O santo padroeiro de Padula é São Miguel Arcanjo. É comemorado, como em muitas outras aldeias e paróquias dedicadas ao seu culto, no terceiro domingo de maio. Quando a estátua sai da igreja para a procissão, é recebida por um adro decorado com primícias, especialmente cerejas, para lhe prestar homenagem. No entanto, esta festa não é a única, nem a mais antiga dedicada por Padula ao seu santo padroeiro: algumas semanas depois, a 9 de junho, uma segunda e mais antiga procissão leva uma estátua diferente de São Miguel Arcanjo à ermida que lhe é dedicada, fora da cidade.

A ermida na rocha

A ermida na rocha

O Eremitério de São Miguel Arcanjo em Grottelle está localizado a 750 metros acima do nível do mar, na encosta do Monte Santo Sepulcro. Um muro de vedação e um portão delimitam a área sagrada. Depois de atravessar a fronteira, está-se pronto para entrar na gruta principal, que tem várias aberturas, as entradas para as "grottelle", pequenas salas subterrâneas, quase capelas, dada a função sagrada deste lugar. Este ambiente rupestre é muito sugestivo: a sensação de recolhimento dada pelas paredes rochosas e pela escuridão é amplificada pelas águas da ribeira Notarcicco que, mais abaixo, desagua no Tanagro. Os elementos-chave do culto são o altar, a estátua do arcanjo, elegante e com a espada desembainhada, e os maravilhosos frescos nas paredes que remontam ao século XIV, quando a família Sanseverino estava em Padula.

A procissão

A procissão

Imagine então o esplendor do evento: é 9 de junho, uma época do ano muitas vezes ensolarada, com a natureza no auge da sua exuberância.
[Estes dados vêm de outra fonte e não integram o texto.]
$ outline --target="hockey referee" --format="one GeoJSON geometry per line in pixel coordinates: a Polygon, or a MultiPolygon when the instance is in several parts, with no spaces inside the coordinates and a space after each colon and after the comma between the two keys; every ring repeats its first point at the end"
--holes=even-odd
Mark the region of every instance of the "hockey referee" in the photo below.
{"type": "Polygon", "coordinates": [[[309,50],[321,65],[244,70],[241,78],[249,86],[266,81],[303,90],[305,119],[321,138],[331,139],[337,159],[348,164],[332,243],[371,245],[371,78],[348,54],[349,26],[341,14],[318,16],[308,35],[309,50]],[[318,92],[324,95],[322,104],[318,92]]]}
A procissão parte de Padula: há quem carregue a estátua aos ombros, quem a siga tocando instrumentos tradicionais e entoando hinos dedicados ao santo padroeiro, quem ainda sustente castelos de velas, uma homenagem espetacular típica das festas patronais, e depois há os fiéis, que cantam as notas entoadas pelos músicos e seguem a procissão em festa, deixando gradualmente a cidade para subir a montanha, mergulhando na natureza exuberante e inundada de luz. E depois chega-se ao destino: semi-escuridão, temperatura mais baixa, o som da ribeira, e os antigos frescos que observam os fiéis e as suas oferendas... É como entrar noutro mundo, como se tivesse ido à casa de São Miguel Arcanjo, e é aí que se reúne e quase se consegue sentir a sua presença.

Um culto muito antigo

Um culto muito antigo

Afinal, este é um lugar sagrado muito antigo, dedicado a uma divindade pagã na época do antigo Consilium, que ficava no sopé da montanha. A gruta subterrânea foi convertida ao culto de São Miguel Arcanjo pelos bizantinos, que mantiveram a sua influência aqui durante muito tempo. E é precisamente à antiga Bizâncio que se deve a data anómala das celebrações: 9 de junho, na verdade, deriva diretamente do Imperador Constantino, que nesta data dedicou um santuário a São Miguel em Constantinopla. Se com a chegada subsequente dos lombardos em quase toda a Itália a festa de São Miguel mudou para maio (ou, no máximo, para setembro), aqui em Padula o antigo rito nunca desapareceu, mantendo a ligação com a antiga tradição destas terras.